NASA deployed the Voyager 2 spacecraft in 1977 with the purpose of studying other planets. The probe is currently located at 125 AU (astronomical units) from our planet, while one astronomical unit means the distance between Earth and the Sun. As you’ve already guessed, it’s pretty difficult even for NASA to communicate with the spacecraft at such distance, but it’s not impossible.
Voyager 2 can still communicate with NASA’s Deep Space Network from Earth, which consists of three large radio antenna facilities located in California, Spain, and Australia.
First series of signals since March
Voyager mission managers were able to send a series of signals recently to the famous spacecraft for the first time since March. Voyager 2 replied by confirming that it had received the signals and executed NASA’s commands.

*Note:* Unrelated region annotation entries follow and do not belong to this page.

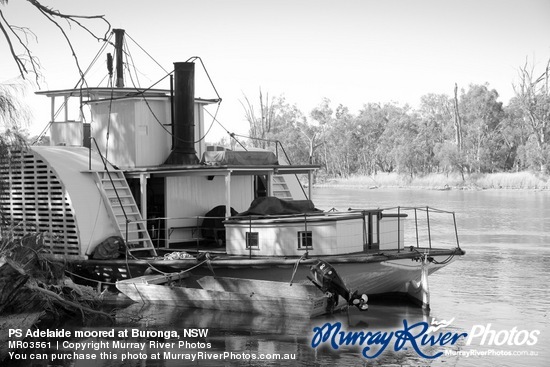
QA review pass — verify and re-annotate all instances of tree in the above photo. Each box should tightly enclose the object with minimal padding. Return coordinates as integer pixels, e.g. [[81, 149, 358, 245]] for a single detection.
[[240, 88, 274, 149], [0, 0, 111, 83], [459, 85, 504, 172], [0, 84, 29, 224], [514, 60, 550, 173]]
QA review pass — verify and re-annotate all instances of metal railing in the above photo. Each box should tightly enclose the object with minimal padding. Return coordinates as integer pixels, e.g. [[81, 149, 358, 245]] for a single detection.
[[126, 207, 460, 258]]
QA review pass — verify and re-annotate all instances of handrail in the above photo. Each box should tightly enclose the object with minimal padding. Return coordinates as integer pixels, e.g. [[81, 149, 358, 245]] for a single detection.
[[89, 136, 130, 241], [123, 207, 460, 257]]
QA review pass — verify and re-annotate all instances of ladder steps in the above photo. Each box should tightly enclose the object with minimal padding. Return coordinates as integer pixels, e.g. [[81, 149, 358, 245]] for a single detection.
[[95, 171, 156, 256]]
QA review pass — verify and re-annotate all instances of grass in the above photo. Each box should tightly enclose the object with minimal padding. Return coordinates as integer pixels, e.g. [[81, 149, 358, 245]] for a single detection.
[[316, 171, 550, 190]]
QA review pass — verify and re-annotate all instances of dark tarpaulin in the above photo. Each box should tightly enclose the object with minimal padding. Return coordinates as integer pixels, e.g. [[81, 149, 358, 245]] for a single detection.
[[201, 150, 279, 166], [237, 196, 321, 217]]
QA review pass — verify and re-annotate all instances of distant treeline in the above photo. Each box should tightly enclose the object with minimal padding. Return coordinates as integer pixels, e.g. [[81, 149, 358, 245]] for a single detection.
[[243, 63, 550, 181]]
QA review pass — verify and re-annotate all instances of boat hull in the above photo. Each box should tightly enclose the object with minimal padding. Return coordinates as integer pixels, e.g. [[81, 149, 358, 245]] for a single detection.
[[106, 249, 464, 314]]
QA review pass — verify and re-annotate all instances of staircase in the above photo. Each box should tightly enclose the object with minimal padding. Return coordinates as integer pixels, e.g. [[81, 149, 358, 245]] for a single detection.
[[271, 175, 292, 200], [94, 170, 157, 256]]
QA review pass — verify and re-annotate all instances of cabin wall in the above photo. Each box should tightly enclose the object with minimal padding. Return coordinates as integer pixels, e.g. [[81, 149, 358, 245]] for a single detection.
[[90, 99, 136, 168], [135, 100, 172, 167], [90, 98, 206, 169], [337, 219, 366, 253], [226, 219, 363, 256], [165, 176, 254, 242], [50, 121, 83, 146], [380, 215, 406, 250]]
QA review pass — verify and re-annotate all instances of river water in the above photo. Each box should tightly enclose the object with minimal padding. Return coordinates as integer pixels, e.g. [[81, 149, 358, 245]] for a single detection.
[[4, 188, 550, 367]]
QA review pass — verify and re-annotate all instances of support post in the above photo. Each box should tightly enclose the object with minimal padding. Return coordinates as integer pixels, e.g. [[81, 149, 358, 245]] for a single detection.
[[266, 172, 273, 196], [225, 171, 231, 218], [139, 173, 150, 221], [307, 171, 313, 200]]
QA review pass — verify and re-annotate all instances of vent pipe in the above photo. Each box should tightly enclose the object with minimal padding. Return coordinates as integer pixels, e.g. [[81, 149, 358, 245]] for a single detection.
[[164, 62, 199, 165]]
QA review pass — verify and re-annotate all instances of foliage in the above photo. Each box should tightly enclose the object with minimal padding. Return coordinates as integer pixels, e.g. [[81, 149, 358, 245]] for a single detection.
[[246, 57, 550, 181], [0, 0, 111, 83]]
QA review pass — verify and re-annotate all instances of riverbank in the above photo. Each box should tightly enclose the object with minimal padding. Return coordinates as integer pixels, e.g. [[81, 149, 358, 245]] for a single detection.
[[315, 172, 550, 190]]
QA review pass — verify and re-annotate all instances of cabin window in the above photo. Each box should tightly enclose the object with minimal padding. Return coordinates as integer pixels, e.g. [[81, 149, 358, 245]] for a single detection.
[[298, 231, 313, 250], [246, 232, 260, 250]]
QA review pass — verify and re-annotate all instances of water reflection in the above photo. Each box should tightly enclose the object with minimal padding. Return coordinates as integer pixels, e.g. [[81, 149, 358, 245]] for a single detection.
[[4, 189, 550, 367]]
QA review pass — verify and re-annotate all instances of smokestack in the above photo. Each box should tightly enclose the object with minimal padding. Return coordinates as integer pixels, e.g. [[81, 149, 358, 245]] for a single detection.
[[113, 29, 124, 88], [164, 62, 199, 165]]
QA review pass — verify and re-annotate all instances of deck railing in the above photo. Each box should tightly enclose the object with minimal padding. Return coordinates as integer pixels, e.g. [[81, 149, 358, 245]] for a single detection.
[[123, 207, 460, 257]]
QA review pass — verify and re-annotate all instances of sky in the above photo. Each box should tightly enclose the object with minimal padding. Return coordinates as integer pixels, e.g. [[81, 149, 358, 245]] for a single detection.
[[0, 0, 550, 142]]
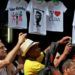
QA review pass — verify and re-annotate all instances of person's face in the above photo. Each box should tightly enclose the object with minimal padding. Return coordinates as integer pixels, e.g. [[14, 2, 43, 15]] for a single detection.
[[0, 40, 7, 59], [68, 64, 75, 75]]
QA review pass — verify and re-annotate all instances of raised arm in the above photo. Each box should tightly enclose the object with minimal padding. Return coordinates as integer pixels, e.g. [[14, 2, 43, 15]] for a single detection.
[[0, 33, 26, 68]]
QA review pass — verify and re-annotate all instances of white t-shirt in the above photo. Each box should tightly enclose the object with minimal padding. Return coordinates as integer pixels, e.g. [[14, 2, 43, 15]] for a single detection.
[[46, 1, 66, 32], [73, 11, 75, 26], [72, 26, 75, 45], [27, 0, 48, 35], [6, 0, 27, 29]]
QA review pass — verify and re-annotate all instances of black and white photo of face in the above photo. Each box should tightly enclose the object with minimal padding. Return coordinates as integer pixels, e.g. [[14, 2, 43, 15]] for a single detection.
[[35, 11, 42, 27]]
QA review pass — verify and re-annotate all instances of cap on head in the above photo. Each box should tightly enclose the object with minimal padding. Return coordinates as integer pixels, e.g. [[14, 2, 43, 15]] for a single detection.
[[20, 39, 39, 56]]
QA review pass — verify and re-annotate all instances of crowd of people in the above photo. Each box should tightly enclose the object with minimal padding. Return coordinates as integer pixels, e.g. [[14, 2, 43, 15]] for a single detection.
[[0, 33, 75, 75]]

Voyager 2 is the furthest away object created by humans, as it’s located at 11.5 billion miles from Earth. The distance is way too large even for light to travel it instantaneously as it does on our planet. Therefore, judging by the speed of light and the enormous distance that separates our planet from Voyager 2, we can conclude that it takes 17 hours for simple information to reach the spacecraft. This means that an information relay will be possible in a double amount of time: 34 hours.
Voyager 2 continues to travel across interstellar space, and we can realistically hope that it will be bringing new info to us. The spacecraft has five years left to gather enough data and do its job as well as possible.
Voyager 2 was manufactured by the Jet Propulsion Laboratory, it had a cost of $895 million, and it is the only spacecraft to have visited either of the two ice giants Uranus and Neptune. Voyager 2 is also the fourth of five spacecraft to achieve the Solar escape velocity, and that allowed it to leave the Solar System.